Moodboards = Design + Branding

So you’re developing this hot new app, and you’ve decided it’s time to convert those wireframes into a visual design. You have two choices — go with a color scheme that ‘feels’ right, or, link it back to what you think your brand stands for, a.k.a, create a moodboard.

I am a huge fan of moodboards as a way to link design and marketing. Here’s how they work, using the example of how my team used this technique with Wordcraft to create an integrated visual design. Wordcraft is an app that lets kids develop their understanding of language by creating sentences and seeing immediate visual feedback. Our vision was to create an app that helped kids learn, as they had fun exploring different sentence combinations.

We started out by creating post-its with words that we felt best described the brand identity. Once we had a board full of words, we used the affinity diagramming method of combining them into themes and came up with our theme words — Vibrant, Discovery, Playful and Clear.

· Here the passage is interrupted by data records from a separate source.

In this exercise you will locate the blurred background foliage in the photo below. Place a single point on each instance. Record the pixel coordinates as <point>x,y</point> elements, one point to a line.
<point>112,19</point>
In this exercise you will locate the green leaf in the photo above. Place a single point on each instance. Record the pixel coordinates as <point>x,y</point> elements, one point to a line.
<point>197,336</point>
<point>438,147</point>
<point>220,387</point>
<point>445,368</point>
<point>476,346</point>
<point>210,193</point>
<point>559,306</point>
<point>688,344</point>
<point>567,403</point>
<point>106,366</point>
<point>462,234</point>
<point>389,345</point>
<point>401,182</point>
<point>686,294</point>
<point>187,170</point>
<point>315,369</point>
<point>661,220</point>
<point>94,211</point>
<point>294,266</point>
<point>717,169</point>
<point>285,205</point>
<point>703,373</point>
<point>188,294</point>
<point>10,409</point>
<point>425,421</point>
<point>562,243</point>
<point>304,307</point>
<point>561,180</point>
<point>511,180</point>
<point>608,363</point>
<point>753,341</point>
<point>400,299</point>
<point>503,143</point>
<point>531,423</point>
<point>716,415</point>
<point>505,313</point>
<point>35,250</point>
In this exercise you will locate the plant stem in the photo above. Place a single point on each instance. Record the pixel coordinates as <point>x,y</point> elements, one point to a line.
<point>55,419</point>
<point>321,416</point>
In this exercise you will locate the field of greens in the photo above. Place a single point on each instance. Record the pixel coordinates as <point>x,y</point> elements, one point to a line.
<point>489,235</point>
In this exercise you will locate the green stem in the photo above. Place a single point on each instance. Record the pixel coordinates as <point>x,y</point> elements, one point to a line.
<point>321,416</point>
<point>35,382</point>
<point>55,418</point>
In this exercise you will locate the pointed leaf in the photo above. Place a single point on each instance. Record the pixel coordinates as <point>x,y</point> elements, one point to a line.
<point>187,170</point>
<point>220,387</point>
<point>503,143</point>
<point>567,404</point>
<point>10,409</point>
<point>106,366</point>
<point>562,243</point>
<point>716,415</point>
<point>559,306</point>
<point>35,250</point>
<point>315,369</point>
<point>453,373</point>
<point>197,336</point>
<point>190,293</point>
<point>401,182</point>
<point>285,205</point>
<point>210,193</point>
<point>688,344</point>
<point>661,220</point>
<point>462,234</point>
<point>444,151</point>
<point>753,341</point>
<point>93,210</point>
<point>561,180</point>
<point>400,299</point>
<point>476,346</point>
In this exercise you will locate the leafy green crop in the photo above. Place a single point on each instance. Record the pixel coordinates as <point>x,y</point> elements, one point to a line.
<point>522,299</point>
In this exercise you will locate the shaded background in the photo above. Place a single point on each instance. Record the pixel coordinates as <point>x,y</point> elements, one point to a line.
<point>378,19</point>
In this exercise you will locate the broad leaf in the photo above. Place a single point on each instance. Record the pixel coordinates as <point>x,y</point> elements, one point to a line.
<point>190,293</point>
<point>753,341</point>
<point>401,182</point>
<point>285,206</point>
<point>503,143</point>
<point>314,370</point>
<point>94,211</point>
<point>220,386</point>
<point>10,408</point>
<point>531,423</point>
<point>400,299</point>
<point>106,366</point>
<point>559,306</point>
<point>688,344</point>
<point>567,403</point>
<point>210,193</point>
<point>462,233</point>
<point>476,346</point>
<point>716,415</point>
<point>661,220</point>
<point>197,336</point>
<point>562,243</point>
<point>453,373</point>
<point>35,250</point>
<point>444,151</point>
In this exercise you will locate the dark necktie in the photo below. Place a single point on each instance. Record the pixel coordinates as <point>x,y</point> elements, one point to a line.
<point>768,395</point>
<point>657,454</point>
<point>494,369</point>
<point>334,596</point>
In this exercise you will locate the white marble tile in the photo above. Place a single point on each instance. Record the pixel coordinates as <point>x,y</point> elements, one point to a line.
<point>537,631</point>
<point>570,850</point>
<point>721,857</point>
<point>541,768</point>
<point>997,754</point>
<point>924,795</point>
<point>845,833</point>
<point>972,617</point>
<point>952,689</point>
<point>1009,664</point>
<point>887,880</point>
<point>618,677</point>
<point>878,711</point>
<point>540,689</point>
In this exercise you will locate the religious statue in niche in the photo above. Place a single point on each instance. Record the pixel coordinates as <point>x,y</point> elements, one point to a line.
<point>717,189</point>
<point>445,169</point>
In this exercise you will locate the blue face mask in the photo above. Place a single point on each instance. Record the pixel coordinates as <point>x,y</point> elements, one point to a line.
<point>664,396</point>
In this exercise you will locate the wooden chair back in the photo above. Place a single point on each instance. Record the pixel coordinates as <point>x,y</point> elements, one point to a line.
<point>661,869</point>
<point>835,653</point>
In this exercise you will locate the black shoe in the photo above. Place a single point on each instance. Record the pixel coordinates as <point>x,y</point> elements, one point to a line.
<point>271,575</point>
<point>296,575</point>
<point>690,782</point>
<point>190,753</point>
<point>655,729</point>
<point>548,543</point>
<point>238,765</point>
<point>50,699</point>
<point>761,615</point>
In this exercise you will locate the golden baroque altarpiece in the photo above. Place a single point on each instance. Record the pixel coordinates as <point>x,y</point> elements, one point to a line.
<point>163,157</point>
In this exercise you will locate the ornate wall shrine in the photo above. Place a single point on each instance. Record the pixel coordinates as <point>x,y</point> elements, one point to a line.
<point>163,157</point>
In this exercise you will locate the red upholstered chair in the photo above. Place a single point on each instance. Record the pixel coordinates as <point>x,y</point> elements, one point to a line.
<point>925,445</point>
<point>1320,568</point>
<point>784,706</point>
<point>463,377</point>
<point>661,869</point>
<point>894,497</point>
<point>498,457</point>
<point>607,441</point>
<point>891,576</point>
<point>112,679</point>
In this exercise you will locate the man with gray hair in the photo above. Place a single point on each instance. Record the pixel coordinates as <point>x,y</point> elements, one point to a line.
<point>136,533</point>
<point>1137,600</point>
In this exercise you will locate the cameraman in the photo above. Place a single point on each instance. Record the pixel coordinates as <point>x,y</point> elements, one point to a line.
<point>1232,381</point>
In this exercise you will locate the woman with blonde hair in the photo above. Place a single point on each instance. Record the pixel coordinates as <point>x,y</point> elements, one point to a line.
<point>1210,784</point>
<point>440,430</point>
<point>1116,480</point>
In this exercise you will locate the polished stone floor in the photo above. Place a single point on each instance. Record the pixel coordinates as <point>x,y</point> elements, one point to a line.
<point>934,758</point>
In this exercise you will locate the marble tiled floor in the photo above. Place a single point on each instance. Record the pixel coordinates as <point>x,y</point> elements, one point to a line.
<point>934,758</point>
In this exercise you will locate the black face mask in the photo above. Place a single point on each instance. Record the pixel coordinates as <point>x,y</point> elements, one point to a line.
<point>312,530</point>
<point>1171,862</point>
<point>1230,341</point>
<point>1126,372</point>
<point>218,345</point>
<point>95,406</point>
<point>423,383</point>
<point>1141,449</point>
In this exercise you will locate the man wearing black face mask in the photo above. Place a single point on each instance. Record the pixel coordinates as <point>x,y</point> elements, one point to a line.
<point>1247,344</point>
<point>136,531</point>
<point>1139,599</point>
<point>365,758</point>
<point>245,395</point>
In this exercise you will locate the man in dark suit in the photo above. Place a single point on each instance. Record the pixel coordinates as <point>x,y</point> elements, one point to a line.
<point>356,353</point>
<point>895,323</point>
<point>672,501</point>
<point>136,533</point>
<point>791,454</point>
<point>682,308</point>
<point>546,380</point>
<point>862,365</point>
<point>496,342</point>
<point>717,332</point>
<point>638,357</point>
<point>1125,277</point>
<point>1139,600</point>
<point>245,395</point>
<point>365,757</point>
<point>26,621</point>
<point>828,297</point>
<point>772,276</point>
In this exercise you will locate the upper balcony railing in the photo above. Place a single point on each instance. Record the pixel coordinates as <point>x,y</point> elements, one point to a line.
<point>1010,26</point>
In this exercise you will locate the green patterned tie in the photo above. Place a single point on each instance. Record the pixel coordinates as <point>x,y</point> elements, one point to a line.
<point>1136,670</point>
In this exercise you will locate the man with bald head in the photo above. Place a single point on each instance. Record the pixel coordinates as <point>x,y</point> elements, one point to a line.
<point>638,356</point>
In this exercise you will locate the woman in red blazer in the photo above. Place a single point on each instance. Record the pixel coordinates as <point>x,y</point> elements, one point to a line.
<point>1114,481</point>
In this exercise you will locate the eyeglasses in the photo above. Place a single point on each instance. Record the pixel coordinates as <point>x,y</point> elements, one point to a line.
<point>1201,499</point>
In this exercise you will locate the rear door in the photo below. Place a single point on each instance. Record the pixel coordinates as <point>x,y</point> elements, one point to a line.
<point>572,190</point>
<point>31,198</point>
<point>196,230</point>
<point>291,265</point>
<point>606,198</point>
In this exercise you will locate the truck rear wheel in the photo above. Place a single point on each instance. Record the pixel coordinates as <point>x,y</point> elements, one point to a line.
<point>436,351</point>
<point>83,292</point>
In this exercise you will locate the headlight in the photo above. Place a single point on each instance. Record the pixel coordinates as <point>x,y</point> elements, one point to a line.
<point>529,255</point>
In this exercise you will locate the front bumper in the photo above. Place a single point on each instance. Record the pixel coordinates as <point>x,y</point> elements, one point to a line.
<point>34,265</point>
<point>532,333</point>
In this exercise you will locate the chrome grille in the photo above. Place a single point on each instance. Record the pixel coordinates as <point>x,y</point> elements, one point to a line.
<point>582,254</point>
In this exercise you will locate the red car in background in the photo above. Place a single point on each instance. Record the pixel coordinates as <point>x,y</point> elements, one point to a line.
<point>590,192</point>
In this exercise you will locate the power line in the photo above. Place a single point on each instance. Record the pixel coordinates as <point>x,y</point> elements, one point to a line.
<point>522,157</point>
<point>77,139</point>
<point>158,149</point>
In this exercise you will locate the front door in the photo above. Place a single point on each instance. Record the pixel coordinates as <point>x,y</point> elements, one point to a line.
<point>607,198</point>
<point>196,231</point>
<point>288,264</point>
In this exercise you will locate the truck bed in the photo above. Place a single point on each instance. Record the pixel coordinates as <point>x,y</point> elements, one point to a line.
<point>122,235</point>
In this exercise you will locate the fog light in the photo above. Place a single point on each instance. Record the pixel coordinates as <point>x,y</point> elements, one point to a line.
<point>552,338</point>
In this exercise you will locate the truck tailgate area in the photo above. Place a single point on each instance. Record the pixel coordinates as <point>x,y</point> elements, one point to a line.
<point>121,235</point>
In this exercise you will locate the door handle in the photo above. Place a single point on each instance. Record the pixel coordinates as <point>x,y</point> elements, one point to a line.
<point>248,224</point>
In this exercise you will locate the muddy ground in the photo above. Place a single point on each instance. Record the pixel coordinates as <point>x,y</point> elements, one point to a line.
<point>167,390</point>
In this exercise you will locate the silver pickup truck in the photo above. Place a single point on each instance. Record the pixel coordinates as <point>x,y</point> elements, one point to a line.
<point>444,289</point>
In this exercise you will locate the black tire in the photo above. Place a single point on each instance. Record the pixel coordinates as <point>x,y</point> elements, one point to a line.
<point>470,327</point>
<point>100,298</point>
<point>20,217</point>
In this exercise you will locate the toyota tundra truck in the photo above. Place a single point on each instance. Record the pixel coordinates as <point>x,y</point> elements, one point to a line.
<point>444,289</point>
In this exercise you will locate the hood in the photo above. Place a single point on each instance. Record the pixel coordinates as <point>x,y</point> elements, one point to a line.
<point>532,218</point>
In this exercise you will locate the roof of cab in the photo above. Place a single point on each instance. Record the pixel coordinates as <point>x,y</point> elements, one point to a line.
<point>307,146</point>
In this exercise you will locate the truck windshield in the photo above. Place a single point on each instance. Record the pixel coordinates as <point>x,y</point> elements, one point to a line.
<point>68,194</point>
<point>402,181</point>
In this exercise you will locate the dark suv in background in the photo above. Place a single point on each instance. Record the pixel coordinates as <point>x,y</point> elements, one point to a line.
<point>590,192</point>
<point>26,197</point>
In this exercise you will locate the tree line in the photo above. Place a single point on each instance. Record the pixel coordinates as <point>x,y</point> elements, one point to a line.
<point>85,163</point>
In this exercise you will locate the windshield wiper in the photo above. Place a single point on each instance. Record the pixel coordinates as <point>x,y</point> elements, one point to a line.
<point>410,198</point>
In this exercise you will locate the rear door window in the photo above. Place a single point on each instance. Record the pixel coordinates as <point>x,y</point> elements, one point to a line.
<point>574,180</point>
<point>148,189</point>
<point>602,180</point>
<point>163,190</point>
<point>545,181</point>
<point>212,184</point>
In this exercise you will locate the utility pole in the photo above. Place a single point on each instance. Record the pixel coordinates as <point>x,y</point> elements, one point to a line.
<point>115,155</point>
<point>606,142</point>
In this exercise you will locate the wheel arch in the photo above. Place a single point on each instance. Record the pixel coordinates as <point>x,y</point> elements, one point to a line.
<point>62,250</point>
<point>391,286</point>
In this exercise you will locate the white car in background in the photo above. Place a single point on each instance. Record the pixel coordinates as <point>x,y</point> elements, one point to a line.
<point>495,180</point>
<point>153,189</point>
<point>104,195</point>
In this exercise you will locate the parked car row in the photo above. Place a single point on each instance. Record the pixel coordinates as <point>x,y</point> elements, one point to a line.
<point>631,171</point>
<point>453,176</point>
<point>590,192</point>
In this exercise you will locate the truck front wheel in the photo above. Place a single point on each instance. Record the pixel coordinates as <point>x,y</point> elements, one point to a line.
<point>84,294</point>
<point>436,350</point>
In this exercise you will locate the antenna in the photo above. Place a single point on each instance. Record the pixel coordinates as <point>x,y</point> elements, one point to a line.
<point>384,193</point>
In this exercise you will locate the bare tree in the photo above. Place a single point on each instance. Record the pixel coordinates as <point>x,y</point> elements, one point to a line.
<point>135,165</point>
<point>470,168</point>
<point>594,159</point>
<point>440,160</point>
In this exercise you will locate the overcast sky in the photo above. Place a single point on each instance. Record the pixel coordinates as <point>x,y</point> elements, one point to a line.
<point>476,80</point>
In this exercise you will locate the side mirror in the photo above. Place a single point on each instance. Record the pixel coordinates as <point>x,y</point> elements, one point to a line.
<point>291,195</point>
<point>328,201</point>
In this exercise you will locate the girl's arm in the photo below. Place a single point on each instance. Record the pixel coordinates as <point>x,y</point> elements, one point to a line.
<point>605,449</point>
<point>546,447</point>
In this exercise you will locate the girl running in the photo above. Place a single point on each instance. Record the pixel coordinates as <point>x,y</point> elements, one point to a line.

Now comes the fun part — finding images that are synonymous with these words. You could do this exercise by cutting out pictures from magazines, the internet or whatever else catches your interest. We chose to use a Pinterest-board to tag the images that we felt were the most descriptive of each theme. Each team member picked images individually, which also helped us talk about what the themes meant to each of us. This is a good way to bring the team together in a shared understanding of what you want your brand to symbolize.

Each of us then picked our top images for the theme words. The exercise of talking about the images, and what they meant and how we saw them connect to our brand vision meant that there was a fair bit of overlap in these top images. Once we had the final moodboard ready, we used Adobe Kuler to distill colors from these images and create our brand colors. Ta-dah! In 1.5 hours, we had colors that were closest to what our team felt our brand represented. We used these across all our work — the app, the project website, our logo.

You can try this process out on any new app/website and see how it works for you. Personally, I love how it helps to bring a process to what could otherwise disintegrate into a very subjective conversation of, “I think our buttons should be blue, because my child likes blue.”